Leveraging Large Language Models for Arabic Short Answer Grading and Feedback Generation

Emad Nabil1,*, Mostafa Mohamed Saeed2, Rana Reda3, Safiullah Faizullah4, and Wael Hassan Gomaa5
1. Faculty of Computer and Information Systems, Islamic University of Madinah, Madinah, Saudi Arabia
2. Computational Approaches to Modeling Language (CAMeL) Lab, New York University, Abu Dhabi, United Arab Emirates
3. Digital Egypt for Investment Co., Cairo, Egypt
4. Faculty of Computer and Information Systems, Islamic University of Madinah, Madinah, Saudi Arabia
5. Faculty of Computers and Artificial Intelligence, Beni-Suef University, Beni-Suef, Egypt
Email: e.nabil@fci-cu.edu.eg (E.N.); mms10094@nyu.edu (M.M.S.); rana.reda@defi.com.eg (R.R.); safi@iu.edu.sa (S.F.); wael.goma@gmail.com (W.H.G.)
*Corresponding author

Manuscript received May 7, 2025; revised June 10, 2025; accepted July 25, 2025; published December 16, 2025

Abstract—This paper explores the potential of Large Language Models (LLMs) in automating the grading and feedback generation of short-answer responses in Arabic. Arabic poses unique challenges due to its linguistic complexity and the relative scarcity of well-developed Natural Language Processing (NLP) resources compared to languages such as English and Chinese. The study evaluates both proprietary models (GPT-4) and open-source models (Llama 3-8B, Llama 3-70B, and DeepSeek-V3) using the Environmental Science Corpus—a custom-designed dataset tailored for Arabic short-answer assessment. Two core tasks are addressed: grading and feedback generation.
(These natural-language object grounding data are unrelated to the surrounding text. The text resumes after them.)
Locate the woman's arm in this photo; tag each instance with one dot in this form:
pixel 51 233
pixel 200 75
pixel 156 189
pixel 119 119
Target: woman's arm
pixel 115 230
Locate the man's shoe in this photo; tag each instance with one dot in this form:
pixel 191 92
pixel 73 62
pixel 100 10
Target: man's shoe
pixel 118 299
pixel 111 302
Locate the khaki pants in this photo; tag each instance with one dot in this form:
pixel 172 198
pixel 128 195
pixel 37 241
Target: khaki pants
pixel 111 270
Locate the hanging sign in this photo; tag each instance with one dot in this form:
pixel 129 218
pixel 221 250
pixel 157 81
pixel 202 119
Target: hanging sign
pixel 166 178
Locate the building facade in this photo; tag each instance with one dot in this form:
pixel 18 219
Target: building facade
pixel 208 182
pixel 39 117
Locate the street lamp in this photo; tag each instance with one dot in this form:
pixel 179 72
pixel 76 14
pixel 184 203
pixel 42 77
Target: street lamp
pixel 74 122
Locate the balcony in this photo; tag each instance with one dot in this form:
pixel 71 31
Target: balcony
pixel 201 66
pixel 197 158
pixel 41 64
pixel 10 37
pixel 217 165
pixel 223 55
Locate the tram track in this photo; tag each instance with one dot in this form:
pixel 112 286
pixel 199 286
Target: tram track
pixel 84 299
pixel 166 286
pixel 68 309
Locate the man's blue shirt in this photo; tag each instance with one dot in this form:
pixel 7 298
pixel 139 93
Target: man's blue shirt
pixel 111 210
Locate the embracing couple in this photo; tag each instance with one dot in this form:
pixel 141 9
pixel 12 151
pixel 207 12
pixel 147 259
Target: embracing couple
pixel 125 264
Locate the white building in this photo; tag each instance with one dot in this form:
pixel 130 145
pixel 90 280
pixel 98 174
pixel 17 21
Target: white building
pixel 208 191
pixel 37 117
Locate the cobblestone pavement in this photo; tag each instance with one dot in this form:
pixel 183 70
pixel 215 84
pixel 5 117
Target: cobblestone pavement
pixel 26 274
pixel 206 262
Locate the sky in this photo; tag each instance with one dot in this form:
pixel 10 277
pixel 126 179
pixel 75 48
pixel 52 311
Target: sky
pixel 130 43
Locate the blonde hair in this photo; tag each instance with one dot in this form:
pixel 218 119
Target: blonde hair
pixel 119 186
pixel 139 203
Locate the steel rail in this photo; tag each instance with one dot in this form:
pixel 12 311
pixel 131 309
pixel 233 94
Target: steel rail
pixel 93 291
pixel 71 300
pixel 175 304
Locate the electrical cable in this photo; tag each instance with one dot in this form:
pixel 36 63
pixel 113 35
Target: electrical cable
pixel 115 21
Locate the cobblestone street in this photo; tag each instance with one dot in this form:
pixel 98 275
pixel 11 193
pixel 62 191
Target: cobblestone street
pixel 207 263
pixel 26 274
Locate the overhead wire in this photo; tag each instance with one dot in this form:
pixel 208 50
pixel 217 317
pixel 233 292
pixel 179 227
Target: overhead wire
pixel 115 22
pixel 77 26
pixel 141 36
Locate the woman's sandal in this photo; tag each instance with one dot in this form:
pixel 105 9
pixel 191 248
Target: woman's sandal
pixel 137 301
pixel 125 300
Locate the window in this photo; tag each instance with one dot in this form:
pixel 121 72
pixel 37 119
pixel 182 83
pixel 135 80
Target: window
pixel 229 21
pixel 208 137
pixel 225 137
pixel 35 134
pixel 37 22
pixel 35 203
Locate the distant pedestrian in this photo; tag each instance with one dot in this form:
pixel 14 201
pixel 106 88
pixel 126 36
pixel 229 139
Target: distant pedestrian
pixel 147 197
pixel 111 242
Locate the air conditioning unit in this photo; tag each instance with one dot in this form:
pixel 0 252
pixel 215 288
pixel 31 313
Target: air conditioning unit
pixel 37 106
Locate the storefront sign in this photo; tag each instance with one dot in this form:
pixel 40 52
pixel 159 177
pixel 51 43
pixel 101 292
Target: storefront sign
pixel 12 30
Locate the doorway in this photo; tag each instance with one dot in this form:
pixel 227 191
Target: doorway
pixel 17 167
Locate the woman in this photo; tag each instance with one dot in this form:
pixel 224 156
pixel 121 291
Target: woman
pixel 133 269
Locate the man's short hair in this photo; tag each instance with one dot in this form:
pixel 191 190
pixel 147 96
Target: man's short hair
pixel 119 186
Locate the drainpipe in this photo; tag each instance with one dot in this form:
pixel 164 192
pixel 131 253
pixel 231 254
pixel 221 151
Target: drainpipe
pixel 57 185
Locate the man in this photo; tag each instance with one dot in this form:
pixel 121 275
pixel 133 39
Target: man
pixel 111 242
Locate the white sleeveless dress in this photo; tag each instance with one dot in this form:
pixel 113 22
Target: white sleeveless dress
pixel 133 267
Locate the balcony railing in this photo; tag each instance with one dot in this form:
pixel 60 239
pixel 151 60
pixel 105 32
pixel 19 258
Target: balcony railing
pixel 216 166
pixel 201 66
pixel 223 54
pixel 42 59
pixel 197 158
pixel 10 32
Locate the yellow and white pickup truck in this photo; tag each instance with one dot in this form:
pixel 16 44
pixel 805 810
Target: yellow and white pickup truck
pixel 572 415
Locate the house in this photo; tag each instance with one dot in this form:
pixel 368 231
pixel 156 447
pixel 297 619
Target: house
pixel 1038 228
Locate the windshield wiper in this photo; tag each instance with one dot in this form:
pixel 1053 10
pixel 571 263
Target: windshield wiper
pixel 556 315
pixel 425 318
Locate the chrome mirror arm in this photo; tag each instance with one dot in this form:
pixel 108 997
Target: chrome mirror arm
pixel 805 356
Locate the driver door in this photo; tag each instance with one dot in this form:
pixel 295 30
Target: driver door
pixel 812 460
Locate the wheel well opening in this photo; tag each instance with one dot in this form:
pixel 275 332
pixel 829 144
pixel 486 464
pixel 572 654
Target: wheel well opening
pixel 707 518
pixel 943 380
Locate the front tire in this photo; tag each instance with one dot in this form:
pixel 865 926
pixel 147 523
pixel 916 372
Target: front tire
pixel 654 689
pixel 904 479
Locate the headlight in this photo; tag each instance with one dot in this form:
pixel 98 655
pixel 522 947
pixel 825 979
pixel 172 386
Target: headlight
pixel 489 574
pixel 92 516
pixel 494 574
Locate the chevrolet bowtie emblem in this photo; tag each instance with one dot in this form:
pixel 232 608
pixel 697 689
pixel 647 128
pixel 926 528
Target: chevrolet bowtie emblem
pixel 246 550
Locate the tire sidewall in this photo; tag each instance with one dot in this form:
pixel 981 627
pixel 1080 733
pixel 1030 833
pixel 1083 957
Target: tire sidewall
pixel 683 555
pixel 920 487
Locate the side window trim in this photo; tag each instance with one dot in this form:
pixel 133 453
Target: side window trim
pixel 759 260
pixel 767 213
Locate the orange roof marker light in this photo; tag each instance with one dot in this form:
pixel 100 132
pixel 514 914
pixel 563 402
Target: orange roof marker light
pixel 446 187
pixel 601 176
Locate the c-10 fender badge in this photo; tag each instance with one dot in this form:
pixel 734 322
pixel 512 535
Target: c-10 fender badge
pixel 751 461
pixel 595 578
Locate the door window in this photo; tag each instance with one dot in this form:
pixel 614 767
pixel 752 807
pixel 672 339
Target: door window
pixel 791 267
In the grading task, DeepSeek-V3 achieved the best performance, with a Quadratic Weighted Kappa (QWK) score of 0.8273, a Pearson correlation of 86.09%, and a Root Mean Squared Error (RMSE) of 0.76, indicating near-perfect agreement with human evaluators. GPT-4 ranked second, followed by Llama 3-70B, while Llama 3-8B was the lowest-performing model. In feedback generation, DeepSeek-V3 again led the performance with a human evaluation score of 79.61% for generating accurate and constructive feedback. GPT-4 ranked second, followed by Llama 3 models. Statistical analysis using the Wilcoxon test revealed significant performance differences among all models (p < 0.05), indicating that each LLM offers unique capabilities in handling Arabic short-answer grading. Overall, the results underscore the effectiveness of LLMs in Arabic educational assessment, highlighting the critical role of prompt engineering in enhancing model performance. The study demonstrates that LLMs can not only grade student responses with high accuracy but also generate meaningful feedback, thereby supporting the development of more effective automated learning tools. Practical recommendations and best practices are presented to help educators and developers optimize the use of LLMs in Arabic-language educational settings, laying the groundwork for future advancements in Arabic NLP.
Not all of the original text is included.